É com esse destemor que, ainda citando Dornelles, o entrevistado afirma que dificilmente a Assembleia Legislativa do Rio aprovaria medidas necessárias ao equilíbrio das contas públicas, com o corte de regalias do Judiciário, porque está submetida a constrangimentos impostos pelo MP e pelo Judiciário, decorrentes da Lei da Ficha Limpa. “Foi uma surpresa para mim”, acrescenta. “Algo que aparentemente veio para o bem empoderou grupos que transformaram isso num instrumento de chantagem”.
Não foi apenas a Lava Jato que empoderou grupos.
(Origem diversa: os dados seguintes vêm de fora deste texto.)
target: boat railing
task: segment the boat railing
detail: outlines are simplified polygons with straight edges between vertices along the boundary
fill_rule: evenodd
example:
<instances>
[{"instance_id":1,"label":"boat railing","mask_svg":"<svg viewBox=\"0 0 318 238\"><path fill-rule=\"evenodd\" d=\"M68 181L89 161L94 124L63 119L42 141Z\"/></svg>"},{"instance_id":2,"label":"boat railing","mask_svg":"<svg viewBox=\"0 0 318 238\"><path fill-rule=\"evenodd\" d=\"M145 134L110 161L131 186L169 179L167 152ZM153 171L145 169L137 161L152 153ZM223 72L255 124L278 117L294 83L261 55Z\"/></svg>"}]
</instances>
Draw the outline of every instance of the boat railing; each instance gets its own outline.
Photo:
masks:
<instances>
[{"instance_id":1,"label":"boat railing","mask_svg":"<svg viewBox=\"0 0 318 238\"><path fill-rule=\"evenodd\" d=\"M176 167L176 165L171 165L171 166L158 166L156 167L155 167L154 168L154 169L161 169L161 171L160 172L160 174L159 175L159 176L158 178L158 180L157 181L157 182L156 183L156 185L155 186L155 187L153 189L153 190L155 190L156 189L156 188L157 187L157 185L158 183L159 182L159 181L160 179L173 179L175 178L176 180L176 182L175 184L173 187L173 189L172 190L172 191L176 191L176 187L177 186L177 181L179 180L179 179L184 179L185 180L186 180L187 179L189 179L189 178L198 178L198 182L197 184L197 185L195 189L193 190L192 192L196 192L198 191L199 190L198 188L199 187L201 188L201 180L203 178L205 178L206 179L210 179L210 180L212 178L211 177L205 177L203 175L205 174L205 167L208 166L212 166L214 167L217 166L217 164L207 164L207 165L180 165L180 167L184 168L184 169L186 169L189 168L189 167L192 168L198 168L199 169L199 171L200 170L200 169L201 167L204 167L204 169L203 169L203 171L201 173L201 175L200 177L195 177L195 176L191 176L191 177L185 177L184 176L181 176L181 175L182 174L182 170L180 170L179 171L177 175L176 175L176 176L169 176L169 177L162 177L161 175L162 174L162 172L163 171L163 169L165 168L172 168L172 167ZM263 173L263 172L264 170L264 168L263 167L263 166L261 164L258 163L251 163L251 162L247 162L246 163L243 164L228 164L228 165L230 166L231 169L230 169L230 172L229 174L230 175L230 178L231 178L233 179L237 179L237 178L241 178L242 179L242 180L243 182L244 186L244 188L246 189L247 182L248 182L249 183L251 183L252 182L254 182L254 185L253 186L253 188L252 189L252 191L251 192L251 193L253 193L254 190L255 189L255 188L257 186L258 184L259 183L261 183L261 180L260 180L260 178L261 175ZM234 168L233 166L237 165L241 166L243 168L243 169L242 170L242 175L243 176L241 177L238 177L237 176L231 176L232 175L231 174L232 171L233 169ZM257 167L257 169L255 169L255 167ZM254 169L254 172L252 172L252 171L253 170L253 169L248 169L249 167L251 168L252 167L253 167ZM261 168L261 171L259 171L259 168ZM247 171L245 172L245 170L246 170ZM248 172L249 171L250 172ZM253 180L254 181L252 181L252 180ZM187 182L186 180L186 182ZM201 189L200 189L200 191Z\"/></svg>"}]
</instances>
Como diz a “Folha de S.Paulo”, neste editorial, todo o Poder Judiciário é “ineficiente e muito caro”, como se constata da “Justiça em Números”, uma publicação recente divulgada pelo Conselho Nacional de Justiça (CNJ). Trecho:
“De 2009 a 2015, aumentou 19,4% o número de autos acumulados, que passou a 73,9 milhões. Apesar de ganhos recentes na produtividade, permanece a impressão de que os magistrados fazem pouco mais que enxugar gelo. (…)  Por aqui, leva-se em média um ano e seis meses para produzir uma sentença de primeira instância. Na Dinamarca, na Estônia, na Áustria e na Holanda, por exemplo, anuncia-se a decisão em menos de cem dias; em Portugal ou na Grécia, a tarefa toma em torno de dois anos. Na Europa, todavia, a prolação da sentença indica que o processo está chegando ao fim; no Brasil, trata-se apenas do começo. Depois dela ainda se somam mais quatro anos e quatro meses, o tempo médio para a decisão ser executada.”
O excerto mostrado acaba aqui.